First, we assessed the clinical relevance of our framework: ie, a correlation analysis between the MGMT methylation status (ie, methylated or unmethylated) and AUC outcomes of the TMZ-treated GBM cell cultures was performed using the Wilcoxon signed-rank test. This indicated the predictive power of the current clinical biomarker of TMZ response in patients with GBM on GSE232173. Furthermore, we fitted a polynomial regression model (degree = 2) using the MGMT expression as the single predictor and compared its performance with our framework.
Second, we compared the performance of our framework with that of an Elastic Net (EN) model, which is widely used in drug response prediction.12,39 Feature selection was performed before the EN model construction on the training set of each CV, where the top 5, 10, 15, 20, 50, and 100 features based on F-statistics were used to construct the model, respectively.

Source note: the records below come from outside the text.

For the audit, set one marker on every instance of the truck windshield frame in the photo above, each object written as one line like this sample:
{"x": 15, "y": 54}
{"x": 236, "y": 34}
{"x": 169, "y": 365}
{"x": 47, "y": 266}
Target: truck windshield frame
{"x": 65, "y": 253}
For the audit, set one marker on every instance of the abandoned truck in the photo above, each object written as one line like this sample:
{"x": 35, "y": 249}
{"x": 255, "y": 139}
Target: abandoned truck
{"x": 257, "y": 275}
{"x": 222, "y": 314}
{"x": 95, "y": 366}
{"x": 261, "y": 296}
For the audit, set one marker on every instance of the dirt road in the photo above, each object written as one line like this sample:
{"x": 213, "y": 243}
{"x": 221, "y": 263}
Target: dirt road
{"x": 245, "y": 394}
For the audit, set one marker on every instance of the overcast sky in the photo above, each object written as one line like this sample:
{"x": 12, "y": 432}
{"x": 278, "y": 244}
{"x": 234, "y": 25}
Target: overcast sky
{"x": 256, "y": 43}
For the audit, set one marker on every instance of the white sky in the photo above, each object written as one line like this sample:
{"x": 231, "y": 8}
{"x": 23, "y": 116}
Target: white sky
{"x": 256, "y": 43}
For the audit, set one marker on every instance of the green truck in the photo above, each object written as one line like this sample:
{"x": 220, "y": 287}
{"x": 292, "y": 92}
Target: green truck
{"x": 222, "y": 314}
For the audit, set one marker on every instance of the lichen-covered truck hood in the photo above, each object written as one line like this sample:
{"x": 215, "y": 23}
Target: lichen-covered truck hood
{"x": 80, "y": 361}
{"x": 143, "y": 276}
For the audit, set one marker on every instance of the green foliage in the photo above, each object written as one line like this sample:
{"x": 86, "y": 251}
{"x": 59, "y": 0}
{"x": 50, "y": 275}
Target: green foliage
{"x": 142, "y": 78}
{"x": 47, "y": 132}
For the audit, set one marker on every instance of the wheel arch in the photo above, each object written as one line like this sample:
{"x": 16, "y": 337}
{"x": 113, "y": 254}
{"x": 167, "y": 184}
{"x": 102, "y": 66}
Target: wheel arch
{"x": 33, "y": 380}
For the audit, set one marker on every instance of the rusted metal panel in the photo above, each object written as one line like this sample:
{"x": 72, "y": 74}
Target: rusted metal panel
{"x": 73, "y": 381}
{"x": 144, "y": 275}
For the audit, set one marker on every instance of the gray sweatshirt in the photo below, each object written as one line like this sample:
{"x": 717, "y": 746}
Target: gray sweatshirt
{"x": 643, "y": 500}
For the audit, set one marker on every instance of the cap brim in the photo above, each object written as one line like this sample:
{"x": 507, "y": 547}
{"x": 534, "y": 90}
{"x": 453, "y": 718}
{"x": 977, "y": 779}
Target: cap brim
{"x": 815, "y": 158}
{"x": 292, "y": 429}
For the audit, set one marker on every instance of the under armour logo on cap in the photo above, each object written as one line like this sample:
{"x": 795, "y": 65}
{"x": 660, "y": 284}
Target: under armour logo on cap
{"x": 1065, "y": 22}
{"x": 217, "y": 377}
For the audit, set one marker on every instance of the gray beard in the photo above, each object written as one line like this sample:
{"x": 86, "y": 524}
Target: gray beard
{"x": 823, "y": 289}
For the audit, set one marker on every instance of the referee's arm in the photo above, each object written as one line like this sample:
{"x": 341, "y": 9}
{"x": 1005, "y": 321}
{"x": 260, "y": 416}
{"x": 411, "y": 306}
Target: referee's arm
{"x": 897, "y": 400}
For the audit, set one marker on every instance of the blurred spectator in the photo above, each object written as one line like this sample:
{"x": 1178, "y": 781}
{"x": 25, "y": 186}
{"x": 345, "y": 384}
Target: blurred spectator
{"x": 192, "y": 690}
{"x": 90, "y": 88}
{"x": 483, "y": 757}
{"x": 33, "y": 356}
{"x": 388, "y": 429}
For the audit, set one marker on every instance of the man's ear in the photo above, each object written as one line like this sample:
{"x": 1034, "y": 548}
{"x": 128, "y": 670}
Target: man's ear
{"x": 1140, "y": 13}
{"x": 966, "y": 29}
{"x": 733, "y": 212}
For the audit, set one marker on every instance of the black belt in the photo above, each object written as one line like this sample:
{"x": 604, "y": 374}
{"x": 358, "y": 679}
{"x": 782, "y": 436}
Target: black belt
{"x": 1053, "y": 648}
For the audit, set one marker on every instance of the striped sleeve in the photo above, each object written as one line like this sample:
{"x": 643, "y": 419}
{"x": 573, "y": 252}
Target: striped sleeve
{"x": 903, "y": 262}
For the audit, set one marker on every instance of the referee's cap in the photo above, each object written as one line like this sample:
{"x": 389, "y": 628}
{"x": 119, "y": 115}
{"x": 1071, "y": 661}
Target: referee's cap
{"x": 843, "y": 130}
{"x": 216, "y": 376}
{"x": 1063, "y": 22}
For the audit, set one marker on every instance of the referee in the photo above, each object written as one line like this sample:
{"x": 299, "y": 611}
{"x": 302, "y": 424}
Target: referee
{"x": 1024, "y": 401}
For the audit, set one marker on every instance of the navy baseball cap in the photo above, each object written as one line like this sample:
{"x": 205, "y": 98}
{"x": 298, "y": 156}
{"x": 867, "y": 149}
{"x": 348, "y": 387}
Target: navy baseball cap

Third, we employed the DL model from the study of Sakellaropoulos et al, 23 where a DL model was constructed based on highly varied RNA expression genes to predict the outcomes of drug response. For this comparison, we implemented the DL model using the original code on the GSE232173 dataset, including the hyper-parameter optimization.
Results
Without TL
On GDSC (Figure 2A, Experiments 1a-1d), the OXA-based DL model gave the best prediction performance with an average SCC of 0.509 (SD 0.015), followed by CPA with an SCC of 0.439 (SD 0.019), BOR with an SCC of 0.363 (SD 0.019), and TMZ with an SCC of 0.085 (SD 0.035). These results showed that the DL models could predict OXA, BOR, and CPA response on the GDSC dataset with relatively high accuracy, while the response to the drug TMZ was close to impossible to predict. To inspect the influence of outliers on the performance, we made Q-Q plots: CPA, BOR, and OXA all were roughly normally distributed (Supplementary Fig. 2B-2D), TMZ, on the contrary, was more skewed, and therefore more difficult to predict GDSC (Supplementary Fig. 2A).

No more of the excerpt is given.